Hi All thanks for the comments, so far I have been unable to get this working I get the same issue about Conflicting aurelia/metadata module import detected, I have not given up yet though will try again tomorrow

I could not get npm link working (probably due to lack of experience of npm, yarn) but I have found a solution and I will post the steps on here

So I followed this tutorial Authoring Libraries | webpack I had tried it before but could not get it working.

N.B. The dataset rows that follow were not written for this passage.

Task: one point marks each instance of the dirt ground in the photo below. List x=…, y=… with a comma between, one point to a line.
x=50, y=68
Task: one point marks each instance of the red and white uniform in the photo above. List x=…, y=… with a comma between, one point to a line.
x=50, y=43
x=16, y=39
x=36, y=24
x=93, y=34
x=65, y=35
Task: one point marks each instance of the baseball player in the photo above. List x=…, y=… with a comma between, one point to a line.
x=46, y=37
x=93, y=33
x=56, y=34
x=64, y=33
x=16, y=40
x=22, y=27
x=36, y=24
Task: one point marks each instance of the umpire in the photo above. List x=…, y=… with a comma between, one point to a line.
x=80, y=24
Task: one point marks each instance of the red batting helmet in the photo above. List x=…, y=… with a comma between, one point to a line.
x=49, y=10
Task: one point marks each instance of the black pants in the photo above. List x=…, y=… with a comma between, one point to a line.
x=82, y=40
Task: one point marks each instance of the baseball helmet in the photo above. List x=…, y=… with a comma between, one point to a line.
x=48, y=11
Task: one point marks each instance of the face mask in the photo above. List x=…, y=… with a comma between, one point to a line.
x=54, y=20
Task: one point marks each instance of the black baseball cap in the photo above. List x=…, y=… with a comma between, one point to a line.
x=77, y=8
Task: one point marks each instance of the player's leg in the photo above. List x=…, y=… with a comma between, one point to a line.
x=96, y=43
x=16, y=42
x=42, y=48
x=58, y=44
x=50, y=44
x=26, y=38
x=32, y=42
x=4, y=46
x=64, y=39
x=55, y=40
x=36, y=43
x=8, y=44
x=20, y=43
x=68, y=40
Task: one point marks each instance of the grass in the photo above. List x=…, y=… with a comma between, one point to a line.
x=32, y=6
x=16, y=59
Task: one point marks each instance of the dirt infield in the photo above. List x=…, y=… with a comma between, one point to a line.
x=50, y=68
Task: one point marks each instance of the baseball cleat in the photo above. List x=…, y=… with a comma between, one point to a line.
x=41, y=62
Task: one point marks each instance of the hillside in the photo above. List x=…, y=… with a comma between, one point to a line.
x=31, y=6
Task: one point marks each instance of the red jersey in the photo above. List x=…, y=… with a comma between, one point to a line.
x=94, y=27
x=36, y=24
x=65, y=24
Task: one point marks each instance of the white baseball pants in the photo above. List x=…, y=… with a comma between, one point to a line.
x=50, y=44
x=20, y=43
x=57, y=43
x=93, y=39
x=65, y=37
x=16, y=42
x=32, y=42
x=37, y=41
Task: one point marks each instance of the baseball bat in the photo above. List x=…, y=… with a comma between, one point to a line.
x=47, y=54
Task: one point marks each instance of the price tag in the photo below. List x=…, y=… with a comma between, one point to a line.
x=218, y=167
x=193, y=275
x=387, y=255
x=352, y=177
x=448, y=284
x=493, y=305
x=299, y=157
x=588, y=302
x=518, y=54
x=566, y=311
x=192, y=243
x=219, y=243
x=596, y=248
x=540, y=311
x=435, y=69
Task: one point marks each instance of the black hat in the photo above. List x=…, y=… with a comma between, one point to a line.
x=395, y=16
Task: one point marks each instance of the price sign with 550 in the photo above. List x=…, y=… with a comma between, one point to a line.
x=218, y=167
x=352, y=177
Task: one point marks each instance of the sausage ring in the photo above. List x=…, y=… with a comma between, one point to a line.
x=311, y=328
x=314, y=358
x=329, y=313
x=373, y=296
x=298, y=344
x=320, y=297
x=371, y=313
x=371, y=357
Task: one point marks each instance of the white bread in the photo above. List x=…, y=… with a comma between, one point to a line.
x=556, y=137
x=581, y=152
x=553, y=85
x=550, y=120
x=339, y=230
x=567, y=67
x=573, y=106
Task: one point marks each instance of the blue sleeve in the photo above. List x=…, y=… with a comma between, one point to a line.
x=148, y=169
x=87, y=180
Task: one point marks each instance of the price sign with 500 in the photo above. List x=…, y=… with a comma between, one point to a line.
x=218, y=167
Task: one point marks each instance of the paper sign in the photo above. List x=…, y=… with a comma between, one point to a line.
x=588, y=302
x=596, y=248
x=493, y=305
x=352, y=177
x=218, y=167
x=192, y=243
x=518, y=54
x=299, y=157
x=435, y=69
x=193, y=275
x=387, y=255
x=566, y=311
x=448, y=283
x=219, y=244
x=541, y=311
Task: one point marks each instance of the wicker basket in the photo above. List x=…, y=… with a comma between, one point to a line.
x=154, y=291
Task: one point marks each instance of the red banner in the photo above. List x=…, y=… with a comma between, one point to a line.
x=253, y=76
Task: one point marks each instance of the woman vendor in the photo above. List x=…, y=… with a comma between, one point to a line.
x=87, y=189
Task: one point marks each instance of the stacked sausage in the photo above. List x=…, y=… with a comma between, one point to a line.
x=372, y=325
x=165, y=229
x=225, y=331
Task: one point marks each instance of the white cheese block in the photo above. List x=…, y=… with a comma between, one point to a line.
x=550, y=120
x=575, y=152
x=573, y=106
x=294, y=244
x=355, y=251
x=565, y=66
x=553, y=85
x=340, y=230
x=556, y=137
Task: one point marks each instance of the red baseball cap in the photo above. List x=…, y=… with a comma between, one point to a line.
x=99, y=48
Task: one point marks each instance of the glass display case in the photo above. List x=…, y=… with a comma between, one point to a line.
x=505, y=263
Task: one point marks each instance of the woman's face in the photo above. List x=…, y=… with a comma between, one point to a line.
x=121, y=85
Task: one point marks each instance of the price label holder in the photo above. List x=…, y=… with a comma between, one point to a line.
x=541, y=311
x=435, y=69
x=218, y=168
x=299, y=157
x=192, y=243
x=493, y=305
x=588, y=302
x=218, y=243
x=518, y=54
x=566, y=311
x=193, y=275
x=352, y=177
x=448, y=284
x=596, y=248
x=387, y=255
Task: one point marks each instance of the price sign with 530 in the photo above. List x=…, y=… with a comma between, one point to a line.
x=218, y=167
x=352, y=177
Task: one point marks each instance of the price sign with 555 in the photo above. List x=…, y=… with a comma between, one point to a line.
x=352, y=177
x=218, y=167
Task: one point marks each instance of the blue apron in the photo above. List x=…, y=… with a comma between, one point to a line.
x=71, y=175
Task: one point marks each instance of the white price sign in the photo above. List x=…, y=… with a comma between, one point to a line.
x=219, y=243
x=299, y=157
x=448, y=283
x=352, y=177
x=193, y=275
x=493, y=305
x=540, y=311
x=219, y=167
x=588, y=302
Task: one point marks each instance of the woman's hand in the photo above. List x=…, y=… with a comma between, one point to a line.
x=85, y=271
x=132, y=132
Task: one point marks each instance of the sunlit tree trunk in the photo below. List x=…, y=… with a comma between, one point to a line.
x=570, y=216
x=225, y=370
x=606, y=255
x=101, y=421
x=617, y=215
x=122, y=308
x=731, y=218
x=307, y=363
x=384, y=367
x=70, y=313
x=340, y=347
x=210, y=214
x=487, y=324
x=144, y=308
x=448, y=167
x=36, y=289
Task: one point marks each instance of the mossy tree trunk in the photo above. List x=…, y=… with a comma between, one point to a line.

My main.ts ended up like this in controlsLib
import { MyApp2 } from ‘./my-app2’;
import { MyApp3 } from ‘./my-app3’;
// Css files imported in this main file are NOT processed by style-loader
// They are for sharedStyles in shadowDOM.
// However, css files imported in other js/ts files are processed by style-loader.
// import shared from ‘./shared.css’;

// Components you want to consume in parent app
export { MyApp2, MyApp3 }

My webpack.config I added this, the important/changed bits are target, library, externals

var nodeExternals = require(‘webpack-node-externals’);

target: ‘node’,
mode: production ? ‘production’ : ‘development’,
devtool: production ? undefined : ‘eval-cheap-source-map’,
entry: {
entry: ‘./src/main.ts’
},
output: {
path: path.resolve(__dirname, ‘dist’),
filename: production ? ‘[name].[contenthash].bundle.js’ : ‘[name].bundle.js’,
library:
{
name:“controlsLib”,
type: ‘umd’,
}
},
externals: [nodeExternals()],

type setting allows you to use the library without using a script tag IE import
externals: excludes node_modules entirely from bundle, not sure what target node does yet :slight_smile:

In the app that consumes the library main.ts

import * as controlsLib from “…/node_modules/controlsLib/index”;
Aurelia.register(controlsLib)

Package.json
“dependencies”: {

"aurelia": "dev",

"controlsLib": "0.1.0"

},

I also created a folder under consumer app node_modules called controlsLib and pasted build output from the dist folder of controls lib into it, renamed bundle to index.js, its possible you could use local install npm for this as suggested by bigopon I have not tried yet

As for the error index.js?61f9:1 Uncaught Error: Conflicting @aurelia/metadata module import detected

What I think this error actually means is we have a node_modules folder in both bundles the consumer app and the controls lib, which I discovered by reading an unrelated post.

So fully remove node_modules I used this

It was the inclusion of node_modules twice that meant it did not work for me the 1st time I tried Authoring Libraries | webpack

It might also be possible thinking about it to get npm link working if you use webpack-node-externals, as I was also getting the same error using npm link

I also struggled with this error while trying to follow plugin tutorials and publish it .
Indeed, webpack-node-externals plugin is the solution.
If you are using webpack 5 and workspaces , node_modules directory path has to be accounted for.